Cats—unsupervised and often unowned, either stray or fully feral—may also kill as many as 4 billion birds and 22 billion mammals every year in the lower 48 states. Many ecologists and conservationists consider cats invasive species. Harmful. Pests. In natural reserves and on islands, invasive cat populations are managed with the use of traps, shotguns, and even poisoned pellets carefully implanted in their potential prey. Anything to kill the killers.
Everyone, from the most fervent cat meme lover to an ardent wildlife conservationist, can agree—the world would be better with fewer stray and feral cats. How we get there, though, reveals a major cultural divide. In my soon-to-be-published book, Pests: How Humans Create Animal Villains, I investigate why some animals annoy us so very much, while others never seem to no matter what harms they cause. It’s not a list of pests and their habits. Instead, it’s a story of people—including the scientists who study the animals we love to hate.
One of the best examples of differences in how people view animals exists in the form of the house cat (my house, for one, is a temple to two very spoiled specimens). In a 2020 study, Kirsten Leong, a social scientist at the National Oceanic and Atmospheric Administration in Honolulu, and Ashley Gramza, a conservation social scientist then with the Arkansas Game and Fish Commission, investigated cultural models people had constructed around outdoor cats. They found a divide between wildlife managers and animal welfare groups. These jobs, like any jobs, have cultural expectations that come with them—beliefs and perspectives that lend people credibility in their profession. Scientists, for example, have cultural beliefs about matters such as author order and which scientific journals are the most valuable. The beliefs are often unspoken and are learned over time as one marinates in their particular field.
Conservation scientists and wildlife managers see their jobs as protecting natural spaces and the wild species that inhabit them. Their scientific understanding, and what they have learned to value, informs how they see the world and the animals that live in it. Any animal that threatens biodiversity is considered a harmful invasive species—and that includes cats. In this conceptual framework, an outdoor cat, particularly a stray or feral one, is an invasive pest. Then there are animal welfare groups. The cultural values that pervade the animal welfare community position stray and feral cats as homeless pets. These wayward felines represent an opportunity to be an animal’s savior, and a potential source of love.

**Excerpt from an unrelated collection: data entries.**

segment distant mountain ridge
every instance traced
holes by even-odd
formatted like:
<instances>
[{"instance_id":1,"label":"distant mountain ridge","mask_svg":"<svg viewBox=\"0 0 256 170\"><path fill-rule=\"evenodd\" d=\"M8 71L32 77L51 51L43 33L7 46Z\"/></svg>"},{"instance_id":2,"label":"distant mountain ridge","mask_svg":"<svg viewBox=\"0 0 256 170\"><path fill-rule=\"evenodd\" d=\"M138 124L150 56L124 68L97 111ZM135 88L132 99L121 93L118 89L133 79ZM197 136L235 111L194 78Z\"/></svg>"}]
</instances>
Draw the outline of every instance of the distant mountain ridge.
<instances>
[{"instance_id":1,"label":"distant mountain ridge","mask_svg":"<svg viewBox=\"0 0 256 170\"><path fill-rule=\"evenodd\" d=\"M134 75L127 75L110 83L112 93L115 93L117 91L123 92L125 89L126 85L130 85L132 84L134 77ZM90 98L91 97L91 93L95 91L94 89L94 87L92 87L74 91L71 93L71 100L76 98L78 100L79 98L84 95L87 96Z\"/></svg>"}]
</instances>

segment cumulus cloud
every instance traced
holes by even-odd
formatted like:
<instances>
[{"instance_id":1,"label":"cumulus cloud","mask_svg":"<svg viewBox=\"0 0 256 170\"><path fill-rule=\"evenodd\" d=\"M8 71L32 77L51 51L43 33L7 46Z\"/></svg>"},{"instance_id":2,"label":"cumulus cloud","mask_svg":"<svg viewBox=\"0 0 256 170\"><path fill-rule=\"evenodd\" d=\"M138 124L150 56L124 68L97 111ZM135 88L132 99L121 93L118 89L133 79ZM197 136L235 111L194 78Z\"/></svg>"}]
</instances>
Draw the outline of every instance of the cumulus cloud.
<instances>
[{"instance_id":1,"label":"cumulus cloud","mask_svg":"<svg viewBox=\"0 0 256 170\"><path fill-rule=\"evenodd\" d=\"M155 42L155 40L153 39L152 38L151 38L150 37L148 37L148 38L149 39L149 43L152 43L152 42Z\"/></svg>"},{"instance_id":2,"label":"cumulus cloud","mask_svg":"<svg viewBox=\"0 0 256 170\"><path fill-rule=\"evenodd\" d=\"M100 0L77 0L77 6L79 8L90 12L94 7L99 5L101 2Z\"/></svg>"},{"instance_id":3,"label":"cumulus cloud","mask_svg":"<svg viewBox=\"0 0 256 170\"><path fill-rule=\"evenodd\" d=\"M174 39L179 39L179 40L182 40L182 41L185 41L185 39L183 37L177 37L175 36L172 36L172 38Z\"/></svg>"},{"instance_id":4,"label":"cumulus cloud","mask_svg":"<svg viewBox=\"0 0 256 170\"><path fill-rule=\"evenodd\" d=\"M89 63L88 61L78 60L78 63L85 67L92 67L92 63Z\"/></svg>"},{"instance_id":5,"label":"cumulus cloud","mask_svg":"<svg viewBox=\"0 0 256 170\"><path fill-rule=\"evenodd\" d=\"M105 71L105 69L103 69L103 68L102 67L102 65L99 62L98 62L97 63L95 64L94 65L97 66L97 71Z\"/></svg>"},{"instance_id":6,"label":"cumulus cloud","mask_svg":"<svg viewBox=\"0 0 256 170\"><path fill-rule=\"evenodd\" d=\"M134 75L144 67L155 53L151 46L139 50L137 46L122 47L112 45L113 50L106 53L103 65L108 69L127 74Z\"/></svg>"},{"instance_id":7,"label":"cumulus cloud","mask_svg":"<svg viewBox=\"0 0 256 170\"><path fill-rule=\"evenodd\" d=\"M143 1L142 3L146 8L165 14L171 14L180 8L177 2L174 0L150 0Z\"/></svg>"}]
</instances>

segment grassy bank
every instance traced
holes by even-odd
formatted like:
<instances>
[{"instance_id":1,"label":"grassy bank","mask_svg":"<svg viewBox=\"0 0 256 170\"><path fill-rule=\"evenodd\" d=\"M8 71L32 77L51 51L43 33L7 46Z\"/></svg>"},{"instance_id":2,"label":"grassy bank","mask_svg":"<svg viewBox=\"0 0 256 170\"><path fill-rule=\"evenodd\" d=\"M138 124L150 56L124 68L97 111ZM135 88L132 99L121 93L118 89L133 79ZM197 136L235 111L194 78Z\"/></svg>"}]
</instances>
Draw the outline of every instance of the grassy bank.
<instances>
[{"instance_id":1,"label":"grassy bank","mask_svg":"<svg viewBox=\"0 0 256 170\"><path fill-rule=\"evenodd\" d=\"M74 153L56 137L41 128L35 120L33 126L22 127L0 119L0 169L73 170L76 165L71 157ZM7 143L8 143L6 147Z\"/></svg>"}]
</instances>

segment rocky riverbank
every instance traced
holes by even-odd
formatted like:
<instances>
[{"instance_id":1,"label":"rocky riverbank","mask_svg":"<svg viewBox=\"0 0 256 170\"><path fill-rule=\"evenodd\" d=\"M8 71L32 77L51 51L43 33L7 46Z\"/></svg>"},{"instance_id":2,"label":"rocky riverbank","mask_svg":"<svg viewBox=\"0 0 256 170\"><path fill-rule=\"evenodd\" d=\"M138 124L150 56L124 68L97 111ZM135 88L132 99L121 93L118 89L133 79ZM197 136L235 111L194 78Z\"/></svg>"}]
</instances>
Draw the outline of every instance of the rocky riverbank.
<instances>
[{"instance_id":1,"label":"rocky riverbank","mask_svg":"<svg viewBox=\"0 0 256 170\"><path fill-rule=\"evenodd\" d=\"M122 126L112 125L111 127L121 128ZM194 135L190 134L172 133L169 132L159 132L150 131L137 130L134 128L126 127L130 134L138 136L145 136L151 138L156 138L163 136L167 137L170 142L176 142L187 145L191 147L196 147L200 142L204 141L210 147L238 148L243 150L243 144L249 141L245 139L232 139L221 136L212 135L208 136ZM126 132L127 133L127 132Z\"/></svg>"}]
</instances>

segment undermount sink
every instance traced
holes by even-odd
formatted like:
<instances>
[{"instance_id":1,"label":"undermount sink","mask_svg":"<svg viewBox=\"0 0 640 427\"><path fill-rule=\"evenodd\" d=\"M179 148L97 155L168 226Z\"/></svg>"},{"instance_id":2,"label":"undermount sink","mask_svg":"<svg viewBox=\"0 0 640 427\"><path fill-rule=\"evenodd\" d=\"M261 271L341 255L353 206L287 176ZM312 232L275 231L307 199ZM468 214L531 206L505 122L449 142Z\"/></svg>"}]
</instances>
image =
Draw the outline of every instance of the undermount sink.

Both groups can agree that stray and feral cats are problematic. Animal welfare groups might promote a trap-neuter-return approach along with adoption or feeding and caring for outdoor colonies. Conservationists and wildlife managers, onthe other hand, might view colonies of neutered cats with horror, knowing that these cats are supplementing their cat food diet with hapless songbirds. For them, cat removal is the solution, whether via adoption, housing ferals in large enclosures, or euthanasia.
Many ecologists and conservationists consider cats invasive species. Harmful. Pests.
Neither of these views is wrong. But when the population of a country, city, or town fights over the designation of pet and pest, it can make it difficult to ensure there are fewer cats dining on the wildlife. If humans focus on this shared goal of fewer outdoor cats, it seems easy to achieve. In reality, though, cultural ideas and beliefs about cats—what we owe them and what they deserve—can complicate the practical solutions.
Scientists sometimes believe that pushback from the public results from a lack of information. They throw facts into what they perceive as a hole of ignorance, hoping that when they fill it, they will get the public to agree with their views. All too often they forget that disagreement isn’t always about lack of knowledge. It’s about experience, belief, and culture.
In the case of cats, conservation scientists often report the numbers of animals that cats affect, whether it’s dozens of species pushed to extinction or billions of individuals killed. They hold up these vast body counts as evidence for feline misdeeds. But these facts don’t always win arguments. They might horrify, but they might also make outdoor cat lovers defensive. Their cat, after all, would never do such a thing. On the other side, the scientist might get defensive too, asking how many birds Fluffy has brought home lately.
Coming to agreement on this and other complex conservation issues has to involve more than just fighting a war of facts. It’s about understanding attitudes and culture. Not of the cats, but of the people, both those who love them and those who want to save wildlife from them. To deal with cats, we must first understand ourselves.